Oggi Amato è di nuovo tra i papabili e rientra nelle discussioni che Renzi, non più leader del Pd ma del più piccolo partito di Italia Viva, conduce in incontri a porte chiuse nella speranza di essere ancora una volta il direttore d’orchestra delle elezioni per scegliere il prossimo presidente. Dai conciliaboli degli ultimi giorni di incontri, è spuntato un altro possibile concorrente: Pierferdinando Casini, una vita con la Democrazia Cristiana e poi, dopo lo scioglimento di quel partito sempre in bilico tra destra e sinistra, ancora in Parlamento grazie al Pd che gli ha regalato un seggio a Bologna.
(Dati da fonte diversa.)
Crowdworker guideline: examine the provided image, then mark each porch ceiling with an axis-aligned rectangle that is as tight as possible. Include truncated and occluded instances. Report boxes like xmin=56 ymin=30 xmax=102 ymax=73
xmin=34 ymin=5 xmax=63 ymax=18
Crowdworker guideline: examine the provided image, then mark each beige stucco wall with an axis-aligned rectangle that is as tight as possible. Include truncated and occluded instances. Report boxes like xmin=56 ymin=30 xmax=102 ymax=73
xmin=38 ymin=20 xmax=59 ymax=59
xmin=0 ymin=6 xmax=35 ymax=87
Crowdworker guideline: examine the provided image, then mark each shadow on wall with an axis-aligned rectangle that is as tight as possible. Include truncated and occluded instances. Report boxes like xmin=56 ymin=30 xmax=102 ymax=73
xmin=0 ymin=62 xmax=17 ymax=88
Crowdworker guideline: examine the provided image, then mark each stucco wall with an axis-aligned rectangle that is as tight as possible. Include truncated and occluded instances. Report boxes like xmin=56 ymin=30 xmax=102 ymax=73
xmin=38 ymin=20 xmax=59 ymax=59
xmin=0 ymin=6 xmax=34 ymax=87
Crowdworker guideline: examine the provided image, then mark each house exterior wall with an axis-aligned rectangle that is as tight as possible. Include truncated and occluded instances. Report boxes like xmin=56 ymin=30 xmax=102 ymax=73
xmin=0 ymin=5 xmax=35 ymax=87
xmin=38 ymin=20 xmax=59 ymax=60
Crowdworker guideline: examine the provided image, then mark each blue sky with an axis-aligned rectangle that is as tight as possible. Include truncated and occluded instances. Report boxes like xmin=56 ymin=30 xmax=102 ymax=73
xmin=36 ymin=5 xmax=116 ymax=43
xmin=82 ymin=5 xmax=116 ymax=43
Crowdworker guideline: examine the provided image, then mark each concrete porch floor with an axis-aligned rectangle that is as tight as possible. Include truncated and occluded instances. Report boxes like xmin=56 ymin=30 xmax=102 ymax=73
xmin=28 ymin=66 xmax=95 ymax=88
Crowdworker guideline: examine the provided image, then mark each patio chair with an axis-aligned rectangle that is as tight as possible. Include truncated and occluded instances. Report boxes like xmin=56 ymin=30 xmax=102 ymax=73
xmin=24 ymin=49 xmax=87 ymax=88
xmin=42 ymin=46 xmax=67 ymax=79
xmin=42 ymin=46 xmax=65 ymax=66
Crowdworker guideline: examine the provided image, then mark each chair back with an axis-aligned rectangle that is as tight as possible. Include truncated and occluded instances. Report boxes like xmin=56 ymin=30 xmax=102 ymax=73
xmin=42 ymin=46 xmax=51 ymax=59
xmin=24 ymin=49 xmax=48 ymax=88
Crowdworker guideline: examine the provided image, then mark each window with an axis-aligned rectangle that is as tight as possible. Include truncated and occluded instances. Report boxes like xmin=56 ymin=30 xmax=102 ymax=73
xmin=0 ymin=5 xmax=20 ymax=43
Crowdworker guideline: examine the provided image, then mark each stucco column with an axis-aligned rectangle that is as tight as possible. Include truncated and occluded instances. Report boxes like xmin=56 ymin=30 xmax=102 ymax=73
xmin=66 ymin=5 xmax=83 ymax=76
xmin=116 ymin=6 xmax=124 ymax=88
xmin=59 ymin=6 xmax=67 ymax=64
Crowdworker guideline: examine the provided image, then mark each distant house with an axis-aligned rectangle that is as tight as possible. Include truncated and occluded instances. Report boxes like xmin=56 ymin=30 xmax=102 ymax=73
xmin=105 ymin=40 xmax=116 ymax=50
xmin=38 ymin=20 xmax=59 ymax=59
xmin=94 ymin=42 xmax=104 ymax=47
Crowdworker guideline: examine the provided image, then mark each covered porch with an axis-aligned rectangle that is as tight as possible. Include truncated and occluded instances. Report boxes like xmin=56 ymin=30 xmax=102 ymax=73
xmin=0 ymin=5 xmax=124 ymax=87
Ovviamente, in questa fase preliminare della partita per il Quirinale, la questione gender è subito venuta a galla, con l’affermazione che è ormai tempo che anche una donna possa aspirare alla prima carica della Repubblica. Il nome più gettonato è quello della giurista Marta Cartabia, oggi ministro della Giustizia. Cattolica, molto vicina a Comunione e Liberazione, è stata la prima e unica donna a presiedere la Corte Costituzionale. Quali chance abbia di arrivare al Quirinale è difficile dirlo, proprio perché nessun partito politico si è dichiarato ufficialmente a favore di un nome o dell’altro. Ma il gioco del candidato donna sicuramente conterà molto nella fase finale della partita per il Quirinale.

In questo momento indicare un candidato ufficiale, significa bruciarlo. Ma quel che pesa di più in questa fase è la confusione e la mancanza di prospettive in tutti i partiti politici presenti in Parlamento. Ad aumentare la confusione ci sono i problemi di ciascuno partito. Quanto sarà in grado il segretario del Pd Enrico Letta di guidare il suo partito in modo compatto, quando i gruppi parlamentari risentono ancora fortemente delle scelte fatte da Matteo Renzi nelle precedenti elezioni?

E quanto il capo dei 5 Stelle Giuseppe Conte sarà capace di arrivare al voto senza perdere per strada pezzi del Movimento, già disgregato da espulsioni e addii e in caduta verticale di consensi. Anche in Forza Italia, all’apparenza compatta per Berlusconi, potrebbero esserci defezioni al momento del voto. Così come nella Lega dove la frattura interna rischia di esplodere nel segreto dell’urna. A complicare un quadro già confuso il numero elevato di parlamentari che hanno cambiato casacca anche più di una volta in questa legislatura e che vogliono affermare i piccoli partiti di cui fanno parte come decisivi per la elezione del presidente della Repubblica.

ANSA/ UFFICIO STAMPA/ MARIACHIARA RICCIUTI
Ecco perché, per aggirare un problema che nessun leader sembra in grado di risolvere, è cresciuta l’idea di votare Sergio Mattarella per un secondo mandato. Semmai per un tempo limitato, fino alla conclusione del Piano di ripresa e di resilienza. Come già è stato fatto con chi ha preceduto Mattarella al Quirinale, il senatore a vita Giorgio Napolitano.
Un atto del genere sarebbe la dichiarazione aperta di incapacità a fare politica, a guidare un processo istituzionale che punta a scegliere un uomo di provato equilibrio ed esperienza nelle istituzioni, che si dimostri al di sopra delle parti. Questa idea è stata di fatto cancellata dallo stesso Mattarella, presidente sicuramente apprezzato dalla maggioranza degli italiano per come ha gestito la carica più alta del Paese. Nelle ultime settimane, più volte e sempre in modo elegante, ha fatto capire che il suo mandato finisce alla mezzanotte del 2 febbraio 2022. Neanche gli applausi e le grida “bis, bis” che hanno salutato il suo arrivo per la prima del teatro della Scala gli hanno fatto cambiare idea.